The limits of South Carolina Family Court Rule 7

South Carolina Family Court Rule 7 creates various evidentiary exceptions to the general rules of hearsay.  Some family law attorneys read this rule to allow any documents or letters from medical providers, schools, or the Department of Social Services (DSS) to be admissible.  The rule is not that broad and familiarity with the rule can prevent the opposing party from admitting evidence that falls outside this rule’s parameters.  Remember: if no one objects, the court will allow otherwise inadmissible evidence.

Rule 7 allows the following documents to be admitted “without requiring that the persons or institution issuing the documents or statements be present in court”:

(a) A written statement of a child’s attendance at school, signed by a school principal or duly authorized school official.

(b) The school report card showing a child’s records of attendance, grades on subjects taught and other pertinent information, provided that this be a report sent out at periodic intervals by the school.

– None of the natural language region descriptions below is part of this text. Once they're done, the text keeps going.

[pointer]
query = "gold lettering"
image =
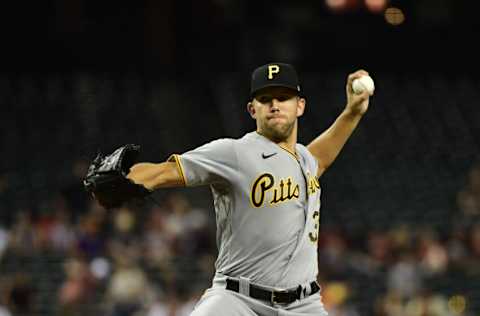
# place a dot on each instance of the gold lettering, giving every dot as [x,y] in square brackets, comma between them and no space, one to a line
[314,235]
[260,187]
[280,193]
[273,69]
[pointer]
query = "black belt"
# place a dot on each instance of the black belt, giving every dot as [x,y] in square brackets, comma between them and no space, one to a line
[280,297]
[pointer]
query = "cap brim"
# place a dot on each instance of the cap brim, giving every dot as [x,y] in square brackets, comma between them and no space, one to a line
[252,94]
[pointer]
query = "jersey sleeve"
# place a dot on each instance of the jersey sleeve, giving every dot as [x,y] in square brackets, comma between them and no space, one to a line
[214,162]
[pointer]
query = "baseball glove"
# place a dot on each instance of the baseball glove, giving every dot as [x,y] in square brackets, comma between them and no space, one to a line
[107,178]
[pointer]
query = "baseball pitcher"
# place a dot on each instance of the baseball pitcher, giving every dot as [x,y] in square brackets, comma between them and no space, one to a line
[266,195]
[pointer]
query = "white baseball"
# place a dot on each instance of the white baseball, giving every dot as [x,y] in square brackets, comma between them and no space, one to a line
[363,83]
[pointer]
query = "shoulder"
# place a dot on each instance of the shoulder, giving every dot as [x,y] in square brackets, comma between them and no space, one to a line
[306,156]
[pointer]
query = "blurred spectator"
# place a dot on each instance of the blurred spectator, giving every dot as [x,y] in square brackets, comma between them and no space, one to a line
[23,234]
[335,296]
[431,253]
[128,290]
[20,295]
[77,289]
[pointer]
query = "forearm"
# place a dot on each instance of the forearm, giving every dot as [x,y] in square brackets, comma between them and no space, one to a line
[326,147]
[156,175]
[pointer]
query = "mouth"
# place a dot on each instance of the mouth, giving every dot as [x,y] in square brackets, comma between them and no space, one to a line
[276,117]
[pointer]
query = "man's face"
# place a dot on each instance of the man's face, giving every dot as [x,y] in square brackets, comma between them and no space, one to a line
[276,110]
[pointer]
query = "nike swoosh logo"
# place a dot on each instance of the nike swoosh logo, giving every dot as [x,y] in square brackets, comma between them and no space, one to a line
[267,156]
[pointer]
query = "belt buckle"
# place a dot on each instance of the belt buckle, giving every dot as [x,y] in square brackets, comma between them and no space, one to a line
[273,297]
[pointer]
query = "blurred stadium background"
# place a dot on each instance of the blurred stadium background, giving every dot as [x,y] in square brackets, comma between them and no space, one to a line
[400,233]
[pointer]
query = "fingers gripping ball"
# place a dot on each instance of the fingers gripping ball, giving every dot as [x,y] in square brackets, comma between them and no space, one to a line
[363,83]
[107,178]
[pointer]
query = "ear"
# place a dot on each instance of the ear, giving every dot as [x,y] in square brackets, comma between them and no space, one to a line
[301,102]
[251,110]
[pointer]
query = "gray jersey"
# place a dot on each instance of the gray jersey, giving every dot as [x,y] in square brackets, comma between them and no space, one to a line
[267,204]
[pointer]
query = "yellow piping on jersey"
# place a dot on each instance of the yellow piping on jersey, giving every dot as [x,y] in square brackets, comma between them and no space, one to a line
[176,158]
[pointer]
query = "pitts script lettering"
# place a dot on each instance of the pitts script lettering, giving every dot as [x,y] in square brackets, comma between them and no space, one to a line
[285,190]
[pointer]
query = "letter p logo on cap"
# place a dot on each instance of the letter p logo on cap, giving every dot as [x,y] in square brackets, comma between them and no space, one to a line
[273,69]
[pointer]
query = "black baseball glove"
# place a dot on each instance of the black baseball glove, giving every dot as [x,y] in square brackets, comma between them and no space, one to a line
[107,178]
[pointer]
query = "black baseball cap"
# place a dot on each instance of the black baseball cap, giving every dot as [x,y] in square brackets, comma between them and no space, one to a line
[274,75]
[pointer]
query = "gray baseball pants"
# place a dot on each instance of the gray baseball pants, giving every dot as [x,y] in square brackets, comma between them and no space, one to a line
[218,301]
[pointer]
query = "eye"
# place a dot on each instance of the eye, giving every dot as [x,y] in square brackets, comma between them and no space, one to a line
[264,98]
[283,97]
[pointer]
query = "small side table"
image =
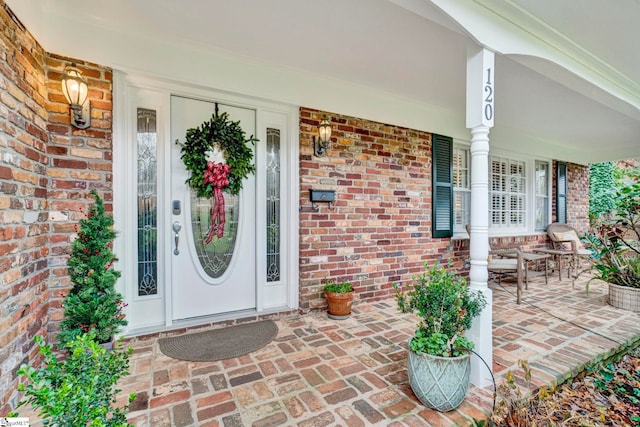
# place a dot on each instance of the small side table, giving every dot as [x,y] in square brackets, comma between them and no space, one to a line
[557,254]
[532,257]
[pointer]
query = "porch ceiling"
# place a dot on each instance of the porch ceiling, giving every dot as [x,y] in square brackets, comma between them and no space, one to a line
[567,78]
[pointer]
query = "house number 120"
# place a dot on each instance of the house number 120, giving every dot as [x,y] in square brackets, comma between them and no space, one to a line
[488,99]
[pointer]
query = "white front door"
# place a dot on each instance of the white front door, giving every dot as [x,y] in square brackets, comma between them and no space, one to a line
[220,276]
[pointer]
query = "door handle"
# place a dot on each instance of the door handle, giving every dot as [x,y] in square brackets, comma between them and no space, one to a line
[176,236]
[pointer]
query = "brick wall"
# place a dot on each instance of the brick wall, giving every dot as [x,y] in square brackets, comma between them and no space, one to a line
[80,160]
[24,228]
[577,196]
[378,231]
[47,169]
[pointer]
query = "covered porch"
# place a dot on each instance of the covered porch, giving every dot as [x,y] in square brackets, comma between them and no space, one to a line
[320,372]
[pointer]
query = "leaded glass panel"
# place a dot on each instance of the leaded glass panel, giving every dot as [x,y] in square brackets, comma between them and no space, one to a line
[147,202]
[273,205]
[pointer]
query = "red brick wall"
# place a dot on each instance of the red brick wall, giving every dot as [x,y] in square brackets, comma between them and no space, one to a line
[47,169]
[378,231]
[577,196]
[80,160]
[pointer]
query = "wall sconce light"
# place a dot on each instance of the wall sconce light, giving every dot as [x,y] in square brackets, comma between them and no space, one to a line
[75,89]
[321,143]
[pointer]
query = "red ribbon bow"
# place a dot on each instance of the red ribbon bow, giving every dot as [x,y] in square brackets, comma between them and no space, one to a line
[216,175]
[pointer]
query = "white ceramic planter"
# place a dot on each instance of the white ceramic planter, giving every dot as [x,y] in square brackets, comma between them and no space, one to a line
[440,383]
[624,297]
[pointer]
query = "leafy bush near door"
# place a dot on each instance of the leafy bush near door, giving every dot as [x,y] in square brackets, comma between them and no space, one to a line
[78,390]
[615,243]
[93,304]
[76,387]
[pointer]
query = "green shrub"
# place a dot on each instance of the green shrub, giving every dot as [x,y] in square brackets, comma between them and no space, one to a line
[93,304]
[446,306]
[80,389]
[341,288]
[615,242]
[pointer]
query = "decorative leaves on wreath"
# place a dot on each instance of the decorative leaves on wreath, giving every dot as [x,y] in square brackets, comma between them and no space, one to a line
[219,133]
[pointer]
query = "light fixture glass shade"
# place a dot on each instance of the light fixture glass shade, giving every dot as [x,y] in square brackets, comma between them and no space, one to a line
[324,130]
[74,87]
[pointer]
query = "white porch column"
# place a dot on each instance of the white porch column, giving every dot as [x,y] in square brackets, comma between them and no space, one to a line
[480,74]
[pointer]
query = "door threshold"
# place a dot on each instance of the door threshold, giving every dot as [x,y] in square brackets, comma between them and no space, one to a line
[202,322]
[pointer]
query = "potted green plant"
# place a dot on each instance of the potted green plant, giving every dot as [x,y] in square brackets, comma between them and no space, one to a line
[615,248]
[93,304]
[339,299]
[79,389]
[438,356]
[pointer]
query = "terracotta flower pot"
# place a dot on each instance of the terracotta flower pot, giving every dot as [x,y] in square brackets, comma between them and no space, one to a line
[339,304]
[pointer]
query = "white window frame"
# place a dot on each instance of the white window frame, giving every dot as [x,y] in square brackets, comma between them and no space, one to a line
[530,187]
[461,189]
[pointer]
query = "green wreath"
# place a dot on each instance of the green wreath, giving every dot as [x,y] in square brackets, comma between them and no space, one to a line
[224,135]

(c) The written statement by a physician showing that a patient was treated at certain times and the type of ailment.

(d) Except in cases where the particular agency is a party, a written report of the Department of Social Services or other agency, reporting the home investigation or any other report required by the court.

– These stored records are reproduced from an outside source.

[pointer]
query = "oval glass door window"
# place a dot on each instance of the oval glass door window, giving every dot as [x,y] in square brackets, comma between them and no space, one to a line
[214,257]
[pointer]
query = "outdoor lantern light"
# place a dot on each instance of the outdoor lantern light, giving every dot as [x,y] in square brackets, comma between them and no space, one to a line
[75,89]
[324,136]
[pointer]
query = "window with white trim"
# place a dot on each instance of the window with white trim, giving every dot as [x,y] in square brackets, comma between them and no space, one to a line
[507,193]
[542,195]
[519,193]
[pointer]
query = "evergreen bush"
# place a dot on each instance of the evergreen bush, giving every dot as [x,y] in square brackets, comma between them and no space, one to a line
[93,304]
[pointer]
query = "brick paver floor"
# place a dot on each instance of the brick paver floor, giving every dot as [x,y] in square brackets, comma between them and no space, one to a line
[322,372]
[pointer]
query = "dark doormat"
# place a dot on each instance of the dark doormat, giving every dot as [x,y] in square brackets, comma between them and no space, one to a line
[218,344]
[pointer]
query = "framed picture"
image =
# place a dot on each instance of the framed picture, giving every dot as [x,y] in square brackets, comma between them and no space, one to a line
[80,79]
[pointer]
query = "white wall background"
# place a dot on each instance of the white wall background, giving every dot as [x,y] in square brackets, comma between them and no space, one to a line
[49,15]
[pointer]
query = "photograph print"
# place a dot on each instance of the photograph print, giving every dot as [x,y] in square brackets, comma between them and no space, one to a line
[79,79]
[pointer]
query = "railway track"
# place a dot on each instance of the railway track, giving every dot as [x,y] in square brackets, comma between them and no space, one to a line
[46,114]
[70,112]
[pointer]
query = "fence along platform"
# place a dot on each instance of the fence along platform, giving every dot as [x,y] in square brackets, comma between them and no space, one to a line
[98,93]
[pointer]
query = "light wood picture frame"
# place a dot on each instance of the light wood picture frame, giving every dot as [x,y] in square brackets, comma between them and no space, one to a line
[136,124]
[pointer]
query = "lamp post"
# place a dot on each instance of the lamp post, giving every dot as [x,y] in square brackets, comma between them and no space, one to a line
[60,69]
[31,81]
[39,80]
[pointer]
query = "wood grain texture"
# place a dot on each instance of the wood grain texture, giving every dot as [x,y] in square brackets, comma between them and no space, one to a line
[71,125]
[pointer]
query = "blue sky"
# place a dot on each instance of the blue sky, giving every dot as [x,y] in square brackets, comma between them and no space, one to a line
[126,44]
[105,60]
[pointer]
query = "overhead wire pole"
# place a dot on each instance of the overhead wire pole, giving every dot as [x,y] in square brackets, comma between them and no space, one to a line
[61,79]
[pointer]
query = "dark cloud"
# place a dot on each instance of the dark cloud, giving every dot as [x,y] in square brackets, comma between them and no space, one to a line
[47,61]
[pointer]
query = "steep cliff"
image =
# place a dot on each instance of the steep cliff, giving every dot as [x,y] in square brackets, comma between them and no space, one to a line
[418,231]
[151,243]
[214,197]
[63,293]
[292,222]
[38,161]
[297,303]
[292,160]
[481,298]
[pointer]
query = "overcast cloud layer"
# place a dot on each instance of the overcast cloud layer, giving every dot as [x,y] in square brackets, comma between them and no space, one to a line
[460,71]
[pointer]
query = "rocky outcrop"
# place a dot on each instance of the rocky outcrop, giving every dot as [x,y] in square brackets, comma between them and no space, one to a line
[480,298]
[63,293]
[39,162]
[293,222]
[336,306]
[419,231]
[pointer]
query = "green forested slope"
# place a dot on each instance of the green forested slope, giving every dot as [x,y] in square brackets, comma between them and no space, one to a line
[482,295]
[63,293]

(e) A written statement of an employer showing wages either weekly or monthly for a given period of time and W-2 statement, income tax returns and other reports of like nature.

Part a allows the child’s attendance at school to be presented as a written statement if it is “signed by a school principal or duly authorized school official.”  An unsigned statement or a statement from a teacher (unless that teacher is also a school official) does not fall within this exception.

Part b allows report cards (or other periodic reports) or formal school attendance records to be admitted.  This does not authorize letters from the child’s teachers to be admitted.  If one wants the child’s teachers to provide information about the child’s progress or the parents’ involvement at school one either needs an affidavit (for a motion hearing) or the teacher’s live testimony.

Part c allows the written statement of a physician to prove that a patient was treated, when the patient was treated, and what ailment(s) the patient was treated for.  Note that this statement does not need to be signed by the physician to be admissible and a doctor’s unsigned treatment record is admissible under this rule.

There is no case law on whether this rule applies to any medical providers or only Doctors of Medicine (MD’s).  In contrast, the hearsay exceptions of SCRE 803(4), which creates a hearsay exception for “[s]tatements made for purposes of medical diagnosis or treatment,” and SCRE 803(6), which creates a hearsay exception for “a regularly conducted business activity” (which includes activities of professions such as medicine) are not limited to physicians but encompass all medical professionals.  The narrower language of Rule 7(c) makes me believe it only applies to MD’s.

Further, this rule only covers information regarding the identity of the patient, the date(s) of treatment, and the ailment(s) treated.  A physician’s opinion regarding the patient’s prognosis or the cause of the ailment does not fall under this exception.  Again, if one wishes to present such opinions to the court, one either needs the physician’s affidavit or live testimony.

Part d allows the DSS home investigations or reports that were ordered by the court to be admitted in cases in which DSS is not a party.  This does not create a blanket exception to all DSS records but only to records from home investigations (which typically show what the home conditions were like when the caseworker did a home study) or court-ordered reports (which can cover a variety of topics).  DSS case dictations–the most common records created in DSS investigations–are not admissible unless they are the home investigations or court-ordered reports.  The “or other agency” language of part d most frequently applies to home investigations conducted by social service agencies from other states.

Part e allows pay checks, W-2’s (and similar documents such as 1099’s) and tax returns to be admitted.  Further, statements of an employer (which do not need to be signed statements) can be admitted to prove a party’s or witness’ income.  The rule does not authorize statements regarding an employee’s work habits, job responsibilities, or conduct to be admitted.  Again, live testimony or affidavits are required to prove such information.

Rule 7 simplifies proof of numerous issues that are vital to most family court cases: medical conditions; children’s educations progress; the parties’ incomes.  However it is not designed to allow opinion evidence on these issues.  Having a copy of Rule 7 easily available at family court proceedings is vital to excluding otherwise inadmissible evidence and to ensuring that evidence that complies with this rule is admitted.